In my actual code, I'm using it like:在我的实际代码中,我像这样使用它:
await global.db.models.Call.update({ status: newCallStatus }, { where: { id: foundConversation.Call.id } })
When I console.log(global.db.models.Call)
, it simply outputs Call
.当我
console.log(global.db.models.Call)
时,它只是输出Call
。 However, the .update
function is there and does what it's supposed to do (a Sequelize model that updates).但是,
.update
function 在那里并且做了它应该做的事情(更新的 Sequelize model)。

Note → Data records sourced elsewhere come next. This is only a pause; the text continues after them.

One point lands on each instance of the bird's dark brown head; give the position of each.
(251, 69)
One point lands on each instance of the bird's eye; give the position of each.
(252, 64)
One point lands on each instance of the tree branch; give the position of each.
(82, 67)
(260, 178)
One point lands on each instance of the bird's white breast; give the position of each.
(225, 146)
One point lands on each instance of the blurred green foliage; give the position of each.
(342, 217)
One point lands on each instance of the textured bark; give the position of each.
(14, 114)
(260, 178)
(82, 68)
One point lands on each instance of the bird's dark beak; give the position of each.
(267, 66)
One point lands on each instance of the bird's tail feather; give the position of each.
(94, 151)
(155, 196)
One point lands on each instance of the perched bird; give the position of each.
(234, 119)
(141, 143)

I'm sure It's something terribly obvious, so any pointers would be greatly appreciated.我敢肯定这是非常明显的事情,所以任何指针都将不胜感激。 Thanks.
谢谢。
The sequelize model methods are defined as prototype
by the sequelize core. sequelize model 方法由 sequelize 核心定义为
prototype
。
The following should work以下应该工作
updateCallSpy = sinon.stub(global.db.models.Call.prototype, 'update').resolves(true)
You can also create a stub instance:您还可以创建存根实例:
updateCallStubInstance = sinon.createStubInstance(global.db.models.Call)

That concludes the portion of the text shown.